Non-Profits Sue New York Companies Discharging Polluted Water


Plaintiffs Hackensack Riverkeeper, Inc and New City Neighborhood Association, Inc filed suit Tuesday against Seneca Meadows, Inc., Waste Connections US Inc., Waste Connections of New York, Inc., and West Nyack Transfer Station in the Southern District of New York. The suit comes following claims that the companies illegally discharged water from their facilities that was in violation of both the Federal Water Pollution Control Act (Clean Water Act) and the New York State Department of Environmental Conservation SPDES Multi-Sector General Permit for Stormwater Discharges Associated with Industrial Activity (General Permit).

The plaintiffs are both non-profit corporations whose efforts are directed towards the protection and preservation of their communities. The complaint details that the defendants’ scrap metal processing and recycling facilities discharge an amount of polluted stormwater that, through runoff, compromises the water quality of the receiving waters in the area.

The various violations due to the polluted stormwater runoff include “inadequate pollution control measures, an inadequate stormwater pollution prevention plan, and the release of pollutants that cause or contribute to violations of water quality standards in receiving waters.” The polluted water is allegedly a main contributor to the ongoing stormwater pollution issue in New York.

The Clean Water Act effectively “prohibits the discharge of any pollutant into the waters of the United States, unless such discharge is in compliance with various enumerated sections of the Act.” Any authorized discharges must be approved by a National Pollutant Discharge Elimination System permit, which is the aforementioned General Permit for the state of New York.

Although the defendants have coverage of their facilities under the General Permit, the stormwater they were and are discharging from their facility has, “high pollutant levels that exceed applicable benchmarks and are evidence of ongoing violations of the effluent limitations set forth in the General Permit.”

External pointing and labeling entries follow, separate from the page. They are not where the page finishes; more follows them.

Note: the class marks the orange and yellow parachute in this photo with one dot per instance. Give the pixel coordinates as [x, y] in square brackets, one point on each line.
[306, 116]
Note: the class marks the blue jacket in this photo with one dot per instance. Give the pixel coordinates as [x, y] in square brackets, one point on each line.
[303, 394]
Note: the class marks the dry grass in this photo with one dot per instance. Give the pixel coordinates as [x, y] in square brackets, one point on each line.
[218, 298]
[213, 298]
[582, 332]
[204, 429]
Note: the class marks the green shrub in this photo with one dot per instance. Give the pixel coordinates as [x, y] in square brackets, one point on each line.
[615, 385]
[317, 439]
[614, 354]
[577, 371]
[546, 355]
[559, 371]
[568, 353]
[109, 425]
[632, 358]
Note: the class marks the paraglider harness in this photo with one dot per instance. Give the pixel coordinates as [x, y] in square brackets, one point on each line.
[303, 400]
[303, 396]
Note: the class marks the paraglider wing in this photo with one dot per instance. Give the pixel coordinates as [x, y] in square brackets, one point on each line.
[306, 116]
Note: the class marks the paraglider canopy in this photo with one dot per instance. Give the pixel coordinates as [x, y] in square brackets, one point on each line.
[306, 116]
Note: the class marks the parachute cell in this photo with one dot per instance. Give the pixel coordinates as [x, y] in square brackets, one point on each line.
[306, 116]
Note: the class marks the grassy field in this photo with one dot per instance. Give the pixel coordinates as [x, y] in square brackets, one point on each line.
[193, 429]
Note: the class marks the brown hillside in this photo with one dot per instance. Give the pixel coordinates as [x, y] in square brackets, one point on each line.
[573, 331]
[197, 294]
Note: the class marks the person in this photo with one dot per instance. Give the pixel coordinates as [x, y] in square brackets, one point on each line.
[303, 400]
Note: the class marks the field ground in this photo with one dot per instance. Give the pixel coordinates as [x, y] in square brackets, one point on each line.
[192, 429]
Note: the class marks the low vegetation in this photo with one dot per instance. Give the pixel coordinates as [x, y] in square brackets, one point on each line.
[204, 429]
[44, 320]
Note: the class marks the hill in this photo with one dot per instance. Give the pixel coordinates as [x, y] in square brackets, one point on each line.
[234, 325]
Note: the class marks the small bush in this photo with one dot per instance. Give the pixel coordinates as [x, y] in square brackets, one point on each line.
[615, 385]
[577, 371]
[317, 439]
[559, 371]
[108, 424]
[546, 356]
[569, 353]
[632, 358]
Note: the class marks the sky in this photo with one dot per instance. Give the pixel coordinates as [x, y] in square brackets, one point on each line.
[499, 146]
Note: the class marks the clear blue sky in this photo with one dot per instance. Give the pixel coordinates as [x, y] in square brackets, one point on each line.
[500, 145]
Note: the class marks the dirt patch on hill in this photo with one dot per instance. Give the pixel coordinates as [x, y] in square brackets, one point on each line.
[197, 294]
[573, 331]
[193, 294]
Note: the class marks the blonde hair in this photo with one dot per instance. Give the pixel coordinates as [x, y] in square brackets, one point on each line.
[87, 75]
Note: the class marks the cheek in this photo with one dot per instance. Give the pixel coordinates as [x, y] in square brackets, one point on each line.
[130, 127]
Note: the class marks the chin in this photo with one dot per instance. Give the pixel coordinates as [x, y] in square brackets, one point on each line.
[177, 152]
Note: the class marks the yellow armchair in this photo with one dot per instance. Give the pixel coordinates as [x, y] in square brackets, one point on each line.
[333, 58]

The plaintiffs are charging the defendants with failure to develop and implement effective treatment measures/plans, failure to comply with requirements, failure to take corrective action, and violation of water quality standards. These charges have led them to seek declarations of the defendant’s misconduct, injunctions preventing them from engaging in future misconduct, an order demanding future compliance with the Clean Water Act and General Permit, as well as civil penalties and litigation costs.The plaintiffs are represented by Super Law Group, LLC.